LETTRE D’UN PÈRE À SA FILLE EN COMPÉTITION CONTRE DES FEMMES TRANS

Por Diego Aguirre
7 August, 2026

Une lettre d’un père à sa fille ✍️

“Ma fille, je t’ai vue arriver dernière et tu n’as rien dit. Je nouais tes lacets quand tu avais cinq ans, et aujourd’hui je ne sais pas comment réparer ton cœur.

Ce que je ressens n’est pas de la haine. C’est une simple question : pourquoi cours-tu contre quelqu’un qui est né avec un corps différent du tien, et qu’en plus, on te demande de sourire ?

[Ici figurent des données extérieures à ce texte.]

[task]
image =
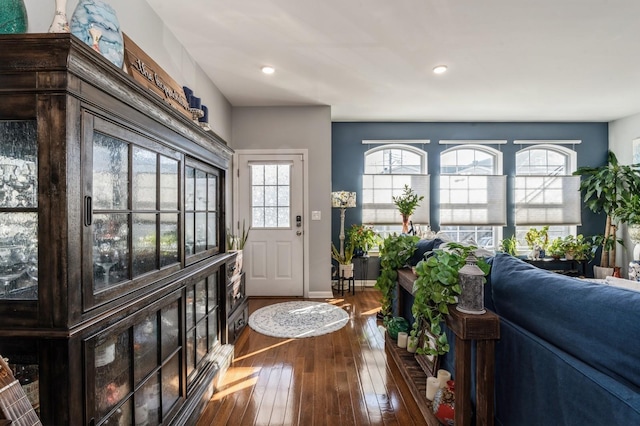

Je n’ai pas inventé cela. Le Comité olympique lui-même le dit, et cherche désormais à protéger le sport féminin. 27 États des États-Unis le disent ; ils l’ont déjà interdit dans les écoles. Un juge de la Cour suprême le dit, qualifiant ce débat de jeu à somme nulle : si l’un gagne, l’autre perd. Et l’autre, ma fille, ça a toujours été toi.

Tu t’entraînes depuis l’âge de sept ans. Les matins tôt, les blessures, un rêve que tu as construit de tes propres mains. Personne ne t’a rien donné. Et malgré cela, la course était perdue avant le coup de pistolet de départ.



Je ne te demande pas de haïr qui que ce soit. Je te demande de comprendre qu’exiger la justice n’est pas de la cruauté. C’est défendre l’idée que tes efforts devraient compter autant que ceux de tout le monde. J’espère que le sport redeviendra le lieu où gagne celle qui a couru le plus vite, et non celle qui est partie avec un avantage.

D’ici là, ma fille, je resterai dans les gradins. À t’applaudir, même si le tableau d’affichage dit le contraire”.